The question of retaining profits on quality dividend companies through the selling of a position seems to counter the whole point of dividend investing. After all, aren’t you supposed to allow the dividends to compound? In a small way, we described one approach and our rational for selling quality companies after small gains in yesterday’s article (Our Primary Concern: Retaining Profits).
However, there is another way to view the rationale behind selling a dividend stock after a “fair profit.” In the early years of the Dow Theory Letters, Richard Russell would often cite a Robert Rhea quote about the impact of a stock decline. Rhea said:
“’Buying in bear markets is merely gambling and not very good gambling at that. Why not have cash instead of investments in bear markets? Why insist that one cannot afford to forego investment income when one day’s price shrinkage may cancel several years’ dividends?’”Russell, Richard. Dow Theory Letter.
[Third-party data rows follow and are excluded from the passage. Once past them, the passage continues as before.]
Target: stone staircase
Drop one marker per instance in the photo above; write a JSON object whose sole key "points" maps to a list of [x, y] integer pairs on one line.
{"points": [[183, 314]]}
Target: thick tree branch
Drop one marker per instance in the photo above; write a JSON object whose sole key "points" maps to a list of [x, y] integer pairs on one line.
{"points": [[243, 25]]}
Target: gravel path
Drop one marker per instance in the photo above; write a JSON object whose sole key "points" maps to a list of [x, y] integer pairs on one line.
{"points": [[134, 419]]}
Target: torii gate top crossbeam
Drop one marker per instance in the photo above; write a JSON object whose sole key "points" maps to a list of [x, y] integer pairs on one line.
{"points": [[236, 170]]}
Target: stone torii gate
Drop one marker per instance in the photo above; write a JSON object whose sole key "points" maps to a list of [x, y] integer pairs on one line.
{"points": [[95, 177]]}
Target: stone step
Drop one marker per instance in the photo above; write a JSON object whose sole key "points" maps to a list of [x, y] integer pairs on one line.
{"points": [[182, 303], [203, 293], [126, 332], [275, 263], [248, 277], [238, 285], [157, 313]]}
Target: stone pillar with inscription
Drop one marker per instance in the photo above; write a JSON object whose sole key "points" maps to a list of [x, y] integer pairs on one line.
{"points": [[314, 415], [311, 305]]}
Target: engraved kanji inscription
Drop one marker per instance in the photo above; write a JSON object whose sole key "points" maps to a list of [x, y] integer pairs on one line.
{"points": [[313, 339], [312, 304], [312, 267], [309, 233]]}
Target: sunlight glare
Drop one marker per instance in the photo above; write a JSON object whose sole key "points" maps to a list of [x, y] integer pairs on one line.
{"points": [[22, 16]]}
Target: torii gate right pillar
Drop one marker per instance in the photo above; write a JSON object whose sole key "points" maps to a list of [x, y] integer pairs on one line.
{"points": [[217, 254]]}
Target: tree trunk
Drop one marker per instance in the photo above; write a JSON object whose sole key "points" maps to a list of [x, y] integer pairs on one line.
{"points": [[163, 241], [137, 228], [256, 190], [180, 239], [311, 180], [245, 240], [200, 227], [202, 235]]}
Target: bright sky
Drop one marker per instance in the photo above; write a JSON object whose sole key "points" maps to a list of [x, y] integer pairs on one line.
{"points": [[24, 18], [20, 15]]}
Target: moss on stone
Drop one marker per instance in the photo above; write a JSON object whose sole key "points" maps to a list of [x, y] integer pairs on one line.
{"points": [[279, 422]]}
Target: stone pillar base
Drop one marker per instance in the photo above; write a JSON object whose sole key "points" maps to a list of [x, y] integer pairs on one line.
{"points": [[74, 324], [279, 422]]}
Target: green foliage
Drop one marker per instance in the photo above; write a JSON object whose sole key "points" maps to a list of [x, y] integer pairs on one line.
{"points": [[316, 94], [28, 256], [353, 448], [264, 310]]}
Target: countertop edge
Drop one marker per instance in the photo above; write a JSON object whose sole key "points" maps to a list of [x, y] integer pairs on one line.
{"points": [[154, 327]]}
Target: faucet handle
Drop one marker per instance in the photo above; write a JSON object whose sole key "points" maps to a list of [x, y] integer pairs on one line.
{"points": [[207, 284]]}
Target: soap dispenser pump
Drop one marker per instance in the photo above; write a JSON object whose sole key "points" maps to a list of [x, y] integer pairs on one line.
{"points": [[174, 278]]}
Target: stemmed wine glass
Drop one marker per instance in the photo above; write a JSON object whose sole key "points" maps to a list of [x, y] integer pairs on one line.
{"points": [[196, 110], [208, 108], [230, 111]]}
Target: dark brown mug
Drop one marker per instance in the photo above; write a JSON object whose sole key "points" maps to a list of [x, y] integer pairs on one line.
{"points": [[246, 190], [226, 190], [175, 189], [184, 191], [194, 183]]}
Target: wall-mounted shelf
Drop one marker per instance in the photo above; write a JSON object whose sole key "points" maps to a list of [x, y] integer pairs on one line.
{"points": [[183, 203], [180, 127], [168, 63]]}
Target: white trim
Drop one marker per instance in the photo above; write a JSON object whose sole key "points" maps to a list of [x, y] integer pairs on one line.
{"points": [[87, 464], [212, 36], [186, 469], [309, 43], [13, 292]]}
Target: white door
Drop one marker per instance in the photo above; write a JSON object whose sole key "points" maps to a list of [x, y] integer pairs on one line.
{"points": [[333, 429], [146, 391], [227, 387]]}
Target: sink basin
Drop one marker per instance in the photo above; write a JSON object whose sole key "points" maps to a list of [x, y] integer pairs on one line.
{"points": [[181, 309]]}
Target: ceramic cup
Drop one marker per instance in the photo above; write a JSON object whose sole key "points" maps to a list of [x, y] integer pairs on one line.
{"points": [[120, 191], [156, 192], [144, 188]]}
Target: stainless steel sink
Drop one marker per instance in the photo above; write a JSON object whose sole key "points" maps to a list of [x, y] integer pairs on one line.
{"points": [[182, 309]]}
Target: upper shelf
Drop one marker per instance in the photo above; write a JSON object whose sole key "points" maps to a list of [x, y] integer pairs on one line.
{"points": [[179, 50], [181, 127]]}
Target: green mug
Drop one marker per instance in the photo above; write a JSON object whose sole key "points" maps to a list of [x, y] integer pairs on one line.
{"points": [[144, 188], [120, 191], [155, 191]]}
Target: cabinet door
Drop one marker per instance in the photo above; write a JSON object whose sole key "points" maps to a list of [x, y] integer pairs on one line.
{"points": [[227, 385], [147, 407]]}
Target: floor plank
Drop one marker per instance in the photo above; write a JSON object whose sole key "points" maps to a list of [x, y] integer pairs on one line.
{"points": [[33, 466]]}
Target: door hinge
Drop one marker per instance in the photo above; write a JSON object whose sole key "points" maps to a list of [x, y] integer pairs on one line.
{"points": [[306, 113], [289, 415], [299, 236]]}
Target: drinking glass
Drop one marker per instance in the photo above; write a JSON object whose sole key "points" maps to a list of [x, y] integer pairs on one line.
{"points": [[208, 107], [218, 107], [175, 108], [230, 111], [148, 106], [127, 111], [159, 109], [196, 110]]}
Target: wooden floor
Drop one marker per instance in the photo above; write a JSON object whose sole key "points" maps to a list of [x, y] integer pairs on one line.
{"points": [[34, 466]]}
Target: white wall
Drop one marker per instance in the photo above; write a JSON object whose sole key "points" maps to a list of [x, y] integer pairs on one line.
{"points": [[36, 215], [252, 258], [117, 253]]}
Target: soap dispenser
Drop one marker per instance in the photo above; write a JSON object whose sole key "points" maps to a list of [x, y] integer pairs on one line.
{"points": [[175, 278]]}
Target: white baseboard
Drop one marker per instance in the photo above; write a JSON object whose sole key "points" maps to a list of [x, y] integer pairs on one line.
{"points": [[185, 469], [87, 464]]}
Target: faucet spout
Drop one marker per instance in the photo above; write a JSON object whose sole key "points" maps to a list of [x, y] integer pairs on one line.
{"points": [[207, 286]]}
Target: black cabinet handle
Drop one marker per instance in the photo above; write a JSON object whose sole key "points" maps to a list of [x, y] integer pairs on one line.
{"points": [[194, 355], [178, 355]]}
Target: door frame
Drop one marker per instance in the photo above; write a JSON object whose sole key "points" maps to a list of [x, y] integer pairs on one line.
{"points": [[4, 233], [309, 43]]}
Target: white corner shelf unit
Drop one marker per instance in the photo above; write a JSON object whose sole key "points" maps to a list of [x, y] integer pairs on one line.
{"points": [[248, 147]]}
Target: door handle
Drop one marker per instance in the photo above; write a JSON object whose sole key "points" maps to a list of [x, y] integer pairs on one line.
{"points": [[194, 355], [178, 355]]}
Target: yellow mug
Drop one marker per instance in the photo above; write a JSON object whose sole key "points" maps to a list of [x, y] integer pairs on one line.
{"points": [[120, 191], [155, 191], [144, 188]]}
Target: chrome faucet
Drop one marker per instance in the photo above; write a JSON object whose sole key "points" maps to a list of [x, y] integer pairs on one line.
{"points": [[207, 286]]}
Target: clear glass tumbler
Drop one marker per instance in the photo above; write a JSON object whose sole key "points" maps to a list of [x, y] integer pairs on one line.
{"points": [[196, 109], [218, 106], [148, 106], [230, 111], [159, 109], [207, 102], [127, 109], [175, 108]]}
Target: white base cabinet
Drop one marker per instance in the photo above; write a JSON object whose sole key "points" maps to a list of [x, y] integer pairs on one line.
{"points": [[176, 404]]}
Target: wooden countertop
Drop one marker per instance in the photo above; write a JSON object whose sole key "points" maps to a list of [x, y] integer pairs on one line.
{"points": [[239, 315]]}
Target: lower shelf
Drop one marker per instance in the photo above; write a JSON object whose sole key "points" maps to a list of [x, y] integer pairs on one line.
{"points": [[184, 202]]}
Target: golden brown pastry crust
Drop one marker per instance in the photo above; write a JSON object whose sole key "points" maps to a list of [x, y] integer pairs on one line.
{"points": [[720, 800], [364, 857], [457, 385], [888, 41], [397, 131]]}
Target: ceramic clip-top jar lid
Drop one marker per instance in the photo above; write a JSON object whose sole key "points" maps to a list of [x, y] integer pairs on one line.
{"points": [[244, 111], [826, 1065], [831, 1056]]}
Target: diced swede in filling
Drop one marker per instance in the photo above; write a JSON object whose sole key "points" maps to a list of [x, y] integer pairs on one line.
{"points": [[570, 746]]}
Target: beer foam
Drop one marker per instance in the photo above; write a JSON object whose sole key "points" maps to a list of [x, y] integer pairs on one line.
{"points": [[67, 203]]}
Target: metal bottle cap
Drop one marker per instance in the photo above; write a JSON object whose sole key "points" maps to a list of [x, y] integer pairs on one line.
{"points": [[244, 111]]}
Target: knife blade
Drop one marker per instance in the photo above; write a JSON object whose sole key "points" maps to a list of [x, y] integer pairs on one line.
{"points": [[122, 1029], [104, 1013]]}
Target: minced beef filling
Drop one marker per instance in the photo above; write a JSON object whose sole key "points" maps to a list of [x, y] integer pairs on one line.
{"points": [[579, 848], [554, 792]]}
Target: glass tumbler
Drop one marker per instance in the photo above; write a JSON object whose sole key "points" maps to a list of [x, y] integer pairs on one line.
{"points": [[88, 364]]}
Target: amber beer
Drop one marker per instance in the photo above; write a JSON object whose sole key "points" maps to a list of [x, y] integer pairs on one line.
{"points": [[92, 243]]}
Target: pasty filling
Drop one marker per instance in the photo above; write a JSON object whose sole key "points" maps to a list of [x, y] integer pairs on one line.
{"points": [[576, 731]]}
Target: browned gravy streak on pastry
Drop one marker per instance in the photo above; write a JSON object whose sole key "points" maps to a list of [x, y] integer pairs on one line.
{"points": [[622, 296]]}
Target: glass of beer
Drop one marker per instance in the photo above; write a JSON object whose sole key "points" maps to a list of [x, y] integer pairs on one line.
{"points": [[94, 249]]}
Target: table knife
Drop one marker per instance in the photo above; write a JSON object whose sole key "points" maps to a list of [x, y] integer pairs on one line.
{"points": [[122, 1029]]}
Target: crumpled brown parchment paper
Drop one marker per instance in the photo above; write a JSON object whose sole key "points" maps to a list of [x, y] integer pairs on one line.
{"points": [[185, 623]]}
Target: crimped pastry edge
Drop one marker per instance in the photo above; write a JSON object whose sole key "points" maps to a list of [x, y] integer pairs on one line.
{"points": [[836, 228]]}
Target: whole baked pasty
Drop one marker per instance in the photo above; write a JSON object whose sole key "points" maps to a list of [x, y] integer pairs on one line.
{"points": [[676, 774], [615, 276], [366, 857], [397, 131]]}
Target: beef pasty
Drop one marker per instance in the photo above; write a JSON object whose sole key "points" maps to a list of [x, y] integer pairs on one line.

May 10, 1960. Issue 103. page 2. www.dowtheoryletters.com.
|Source: Richard Russell, Dow Theory Letters, http://www.dowtheoryletters.com/|
Because stocks are not required to return principal with a stated yield as with many bonds, there is no assurance that the price will recover to the level that a purchase was initiated. Therefore, receiving short-term income on a dividend stock, although a necessary source of income for retired individuals, the prospect exists that an investor could end up with only a portion of the principal instead of the intended income plus principal.
The lack of assurance of principal and income with dividend stocks is why we believe people have become disenfranchised with technology stocks like Microsoft (MSFT) and Cisco Systems (CSCO). If they’ve invested in the stocks with the belief that they’re in it forever, when the decline comes, absent any dividend, there is little recourse or hope of recovering lost funds or keeping up with inflation.
Even new investors to Microsoft and Cisco Systems, aware of their bold promises in 1999 and subsequent failure to deliver in 2011, are asking themselves, “is it really worth facing the prospect of no return?” These questions are being asked when in some instances, especially with Microsoft, the timing probably couldn’t be better (especially now that they’re paying a dividend). Our supplementary comments on Microsoft can be found here.
While we subscribe to the Graham/Buffett principles of investing (buying for the long-term, you’re buying a business, concentrate on values, etc.) we assume that since there are only a handful of billionaires hewn strictly from investing in stocks, we might do well to hedge our thinking and strategy.
Finally, further analysis of Robert Rhea’s claim on not being invested at all during bear markets is something that is at odds with Charles Dow and we’ve decided is not appropriate or necessary. From our experience, bear markets are no guarantee of losses in your portfolio. Charles H. Dow, founder of the Wall Street Journal, has said that:
"Even in a bear market, this method of trading will usually be found safe, although the profits taken should be less because of the liability of weak spots breaking out and checking the general rise."
Evidence of the fact that bear markets don’t always equal destruction of wealth, while going long stocks, is demonstrated in our 2007, 2008 and 2009 performance review. Naturally, 2008 is not expected to be replicated (having gains, while going long only, during a market decline of 40% or more). However, we do know that being all in or timing the market to be all out during bear markets shouldn’t be the goal. The goal, from our perspective, should be the preservation of gains whenever possible.